Process Overview for Implementing VSK on Multimodal Devices

Learn about how to enable an existing video skill to stream content on multimodal devices. For a description of all possible voice capabilities on multimodal devices, see the Video Skills Kit for Multimodal Devices Overview.

General Architecture

The Overview guide provides a High-level Workflow. This section walks you through the workflow in greater detail.

On multimodal devices, voice interaction results for video skills are sent back directly to Alexa to drive the experience on the device, unlike the Fire TV app video skill architecture where requests must be sent from the Lambda to your Fire TV app through Amazon Device Messaging (ADM).

The following diagram presents the video skill workflow on multimodal devices:

Video Skill diagram and workflow for multimodal devices
Video Skill diagram and workflow for multimodal devices

As a developer, you do not have to take actions in every stage of this process. However, you must have a clear idea of what happens behind the scenes to provide a successful user experience.

User utters a phrase

Alexa listens for natural language commands from users. Supported utterances include phrases for search, play, changing the channel, fast-forwarding or rewinding (transport controls), and more.

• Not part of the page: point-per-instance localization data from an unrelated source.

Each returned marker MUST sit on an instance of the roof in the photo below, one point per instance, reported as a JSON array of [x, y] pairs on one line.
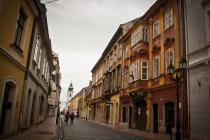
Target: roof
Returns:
[[117, 34]]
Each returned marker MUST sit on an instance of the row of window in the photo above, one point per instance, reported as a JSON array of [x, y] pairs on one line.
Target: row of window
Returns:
[[139, 69], [168, 18], [141, 33], [40, 59]]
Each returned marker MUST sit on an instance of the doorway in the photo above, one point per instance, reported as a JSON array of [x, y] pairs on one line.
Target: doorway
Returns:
[[32, 109], [7, 107], [141, 116], [155, 118], [169, 116], [130, 117]]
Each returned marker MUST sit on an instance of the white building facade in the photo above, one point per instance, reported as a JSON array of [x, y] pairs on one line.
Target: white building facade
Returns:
[[197, 23]]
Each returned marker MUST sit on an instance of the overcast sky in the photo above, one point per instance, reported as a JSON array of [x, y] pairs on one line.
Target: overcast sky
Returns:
[[81, 29]]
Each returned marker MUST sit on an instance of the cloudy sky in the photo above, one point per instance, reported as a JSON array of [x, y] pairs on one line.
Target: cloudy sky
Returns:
[[81, 29]]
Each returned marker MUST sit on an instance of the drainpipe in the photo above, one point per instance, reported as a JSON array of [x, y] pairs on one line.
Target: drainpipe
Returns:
[[27, 71], [183, 53]]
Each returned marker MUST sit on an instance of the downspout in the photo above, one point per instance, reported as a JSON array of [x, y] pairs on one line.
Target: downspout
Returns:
[[188, 74], [27, 71], [183, 53]]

Multimodal device sends utterance to Alexa cloud for processing/intent determination

The multimodal device sends these utterances to Alexa in the cloud. In the cloud, Alexa processes the user's utterances using automatic speech recognition and converts the speech to text. As a developer, you get all of this language processing and interpretation for free.

The output from Alexa in the cloud handles parsing and interpretation of the user's utterances/commands. This forms a "request", a set of data and instructions, expressed as a JSON object, that provides direction on how to respond to the user's utterances.

For example, when a user says "Play Bosch," Alexa in the cloud converts this into a GetPlayableItems directive with a specific JSON structure, like this:

     "directive": {
         "profile": null,
         "payload": {
             "minResultLimit": 1,
             "entities": [
                     "externalIds": null,
                     "type": "MediaType",
                     "value": "MOVIE",
                     "entityMetadata": null,
                     "mergedGroupId": 0
                     "externalIds": {
                         "catalog_name": "123456"
                     "type": "Video",
                     "value": "Bosch",
                     "entityMetadata": null,
                     "mergedGroupId": 1
             "timeWindow": null,
             "locale": "en-US",
             "contentType": null,
             "maxResultLimit": 40
         "endpoint": {
             "cookie": {},
             "scope": {
                 "token": "1dc32f5e-1694-38a0-1af6-e948f45adad9",
                 "type": "BearerToken"
         "header": {
             "payloadVersion": "3",
             "messageId": "01c46fa2-fcca-4c24-93bd-e6bed03ef906",
             "namespace": "Alexa.VideoContentProvider",
             "name": "GetPlayableItems",
             "correlationToken": null

The following table lists the generated kinds of requests:

Feature Sample Utterance
Quick Play "Alexa, play <TV show> on <video provider>", "Alexa, watch <TV show> on <video provider>"
Channel Navigation "Alexa, tune to <channel>"
Playback Controls "Alexa, pause", "Alexa, fast forward"
Search "Alexa, find comedies on <video provider>"
Browse "Alexa, show me videos", "Alexa, open <video provider>"
Video Home "Alexa, show me videos", "Alexa, go to Video Home", "Alexa, Video Home."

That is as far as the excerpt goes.